Monday, June 4, 2012

A Tale of Two Cities

I just finished reading A Tale of Two Cities by Dickens.  I have to say I enjoyed it a lot more than I thought I would.  I have a new appreciation for Dicken's writing, which combines humour and wonderful descriptions with a good story and a thoughtful portrayal of human life.


A Tale of Two Cities presents a chiaroscuro of human character; loving and gracious characters shine brightly against a deeply dark background.  On it's own, that backdrop would be a disturbing, even frightening, picture of humanity.  The vengeful, blood-lusting crowds of Paris in the heyday of the guillotine are sobering in the caricature that Dickens presents.

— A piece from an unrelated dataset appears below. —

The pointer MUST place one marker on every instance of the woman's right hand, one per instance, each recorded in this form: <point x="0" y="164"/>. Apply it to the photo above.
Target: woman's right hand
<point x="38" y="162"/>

And yet there is light.  We read of the strength of love, willing to sacrifice all.  Of the redemptive power of Christ's sacrifice which transforms even the most repulsive person into a hero.  Of the hope of resurrection.

Like the book of Esther, God is hardly mentioned, if at all.  One might even be tempted to believe he has abandoned France to its suffering.  Yet he is there.  And as the story builds to its climax, we read the oft-repeated refrain:
I am the resurrection, and the life: he that believeth in me, though he were dead, yet shall he live: And whosoever liveth and believeth in me shall never die.
Have you read this book, or other books by Dickens?  What did you think?



1 comment:

  1. I haven't read this book, but I have read "Great Expectations" and "The Pickwick Papers".

    Great Expectations I read for book assignment in high school English, and it's been awhile, so I can't remember what it was like, but I know I enjoyed at least certain parts of it.

    The Pickwick Papers was a long book, but quite interesting, as I am a writer, and it was also referred to in the movie "Little Women." That was what inspired me to read it.